Kraepelin prend deux autres exemples pour distinguer cette affection de la mélancolie, quand bien même la démence précoce commencerait par une phase dépressive – au sens kraepelinien où l’anxiété prédomine. Dans le deuxième cas, le jeune homme de vingt-deux ans arrive dans un état d’anxiété, mais très vite l’émotivité s’émousse, il devient hébété et un « vague délire » de persécution et de culpabilité l’envahit. Il ne s’agit donc pas du délire systématisé du paranoïaque, ni du délire de culpabilité d’un mélancolique. La « flexibilité cireuse » (5) fait la preuve d’une absence de « volonté spontanée» (6) qui marque une rupture entre la pensée et l’acte propre à la démence précoce. À l’instar de la dépression, les hallucinations peuvent être présentes au début de la maladie, mais elles ne demeurent que dans une première phase de la maladie.

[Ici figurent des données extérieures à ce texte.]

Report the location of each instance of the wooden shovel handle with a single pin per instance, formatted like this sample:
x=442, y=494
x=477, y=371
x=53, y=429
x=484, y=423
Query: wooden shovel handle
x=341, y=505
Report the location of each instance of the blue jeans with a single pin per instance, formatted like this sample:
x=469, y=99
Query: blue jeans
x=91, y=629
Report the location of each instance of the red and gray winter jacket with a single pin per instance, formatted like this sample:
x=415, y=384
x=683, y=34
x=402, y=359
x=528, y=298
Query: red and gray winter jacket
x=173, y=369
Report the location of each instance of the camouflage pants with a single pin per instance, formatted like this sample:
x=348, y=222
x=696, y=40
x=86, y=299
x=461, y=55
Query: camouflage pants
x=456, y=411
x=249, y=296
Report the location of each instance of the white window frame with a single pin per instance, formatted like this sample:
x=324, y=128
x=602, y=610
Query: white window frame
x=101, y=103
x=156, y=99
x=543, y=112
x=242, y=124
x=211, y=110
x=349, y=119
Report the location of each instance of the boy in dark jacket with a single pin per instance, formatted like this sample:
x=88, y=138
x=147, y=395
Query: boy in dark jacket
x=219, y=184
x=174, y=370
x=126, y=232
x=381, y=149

Kraepelin a créé une méthode de classification des maladies par l’observation du malade. La démence précoce se démontre à partir d’une symptomatologie précise qu’il s’agit de repérer – la désagrégation et les hallucinations – et à son évolution déficitaire. L’intérêt actuel pour lesdits troubles, notamment bipolaires, vient réduire l’apport de Kraepelin dans son effort de classification là où prévaut aujourd’hui la statistique. Le « génie intuitif de Kraepelin » (7) comme a pu le dire Lacan, a été de se savoir non sachant, d’observer et de s’enseigner du malade lui-même. Aborder la clinique à l’aune de la théorie kraepelinienne, c’est élever le cas à sa plus stricte singularité avec les boussoles de la classification psychiatrique.


(1) Emil Kraepelin (1907), « Démence précoce », Introduction à la psychiatrie clinique, Paris, Hachette Livre, BnF, 2013, p. 29.

[2] Ibid., p. 6.

(3) Ibid., p. 30.

(4) Ibid., p. 36.

(5) Ibid., p. 35.

(6) Ibid., p. 38.

(7) Jacques Lacan, De la psychose paranoïaque dans ses rapports avec la personnalité, Seuil, Paris, 1975, p. 385.